Pros: Handy size for smaller portions; great surface to cook on
Cons: You have to be careful how you clean it
The skillet that sees the most use in my house is my 12 inch Lodge Cast Iron Skillet. Not only is it a great surface to cook on, but I also feel good about cooking in a skillet that's not coated with questionable chemicals. The only problem is that this big heavy pan can be a bit too big for some quick and easy meals I like to cook for breakfast and lunch when I'm by myself. For those times I turn to my handy, dandy Lodge 6.5 Inch Cast Iron Skillet!
This skillet has the same look as its big brother with slightly sloped sides that measure just under two inches, a looped 4.5 inch handle, and spouts on either side of the pan. It has the same great pre-seasoned finish that gives it a nice non-stick surface and eliminates the need to "season" before your first use.
While it isn't as heavy as the larger skillet (which weighs in a 7.5 lbs.) it still is the heftiest skillet in its class, weighing in at 3.5 lbs.
Why I love this little baby just as much as its big brother
This is the perfect personal size skillet. I use most often to fry up an egg for myself or for a quick serving of scrambled eggs for my oldest son. While his little brother turns his nose up at eggs, he does love having a nice big thick slice of French Toast in the morning and this little skillet is the perfect size to get the job done. I also partial to toasted cheese sandwiches, made the old fashioned way (as opposed to using some fancy dancy Panini press) with lots of butter on the outside and grilled to a golden brown perfection with lots of gooey cheese. Thanks to this Lodge skillet, I get my perfect little toasted cheese sandwiches.

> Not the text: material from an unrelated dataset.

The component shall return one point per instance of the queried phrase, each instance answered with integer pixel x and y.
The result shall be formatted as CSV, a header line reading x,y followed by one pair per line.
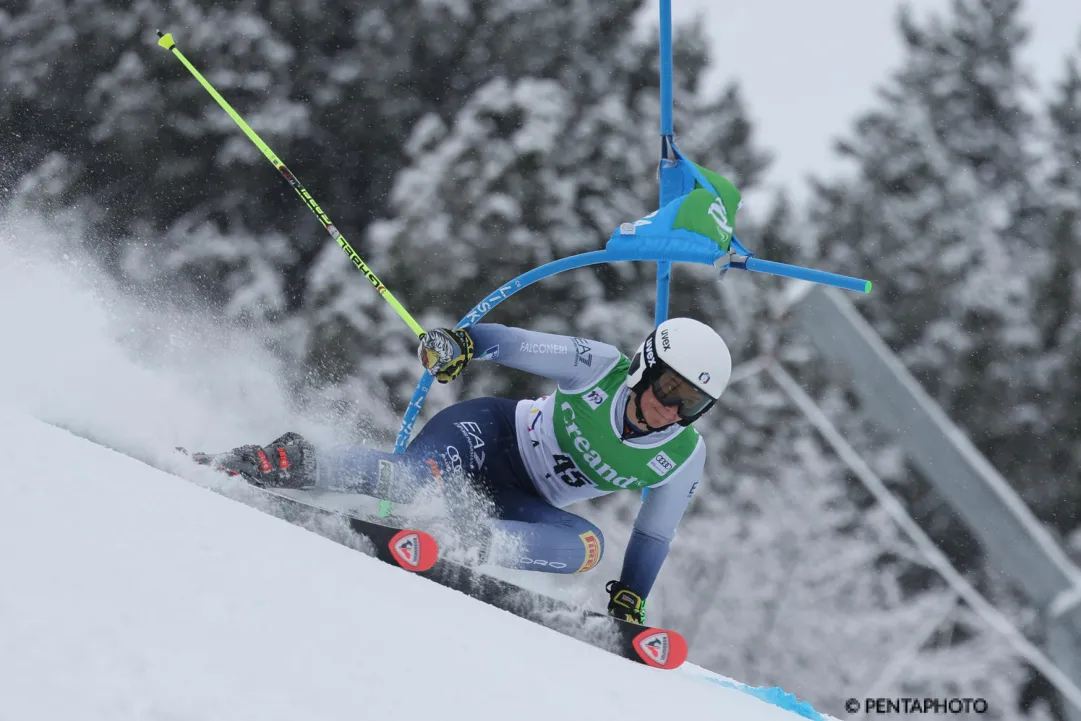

Of course, I could use any old small skillet to get the job done. But once you've used cast iron, you'll know why I love this skillet. You see, cast iron conducts heat very evenly to your food, resulting in food that's perfectly cooked on the inside, without being overcooked on the outside. The trick is to allow enough time for the cast iron to heat up properly. You'll find that you won't need to cook on high heat, since cast iron is much like a hot stone that holds onto heat.
Now, the question is, do you need to use oil since it supposedly has a non stick surface? Well, yes, I do use some, but I find that I use less with cast iron than I do with stainless steel.
Cast iron is wonderful to cook with, but you will need to retrain yourself when it comes to cleaning it. Don't scrub it with a stiff brush and don't use soap! I have a specific sponge that I use that has a soft scrubbing surface and it seems to do the trick. If I ever get food stuck on it (which is rare) I will make a paste with salt to scrub it off. What you don't want to do is let it soak in the sink. That will result in rust! It also goes without saying that you should immediately dry your skillet and also don't stack it on top of your other pans. I've got a rack underneath my stove where I store all my cast iron cookware vertically on their sides.
If you forget, and your wonderful little skillet gets some rust or loses some of its non-stick seasoning, you can re-season it by lightly coating it with oil or lard, and sticking it a 350 degree oven for at least an hour.
For me, cast iron is the best cooking surface out there. I'm glad Lodge makes a small skillet like this for individual cooking needs. If you love cast iron, you'll want to have this in your cooking collection. Like all Lodge pieces, it's very affordable, at only around $7, readily available online or at stores like Walmart or Target. 5 stars.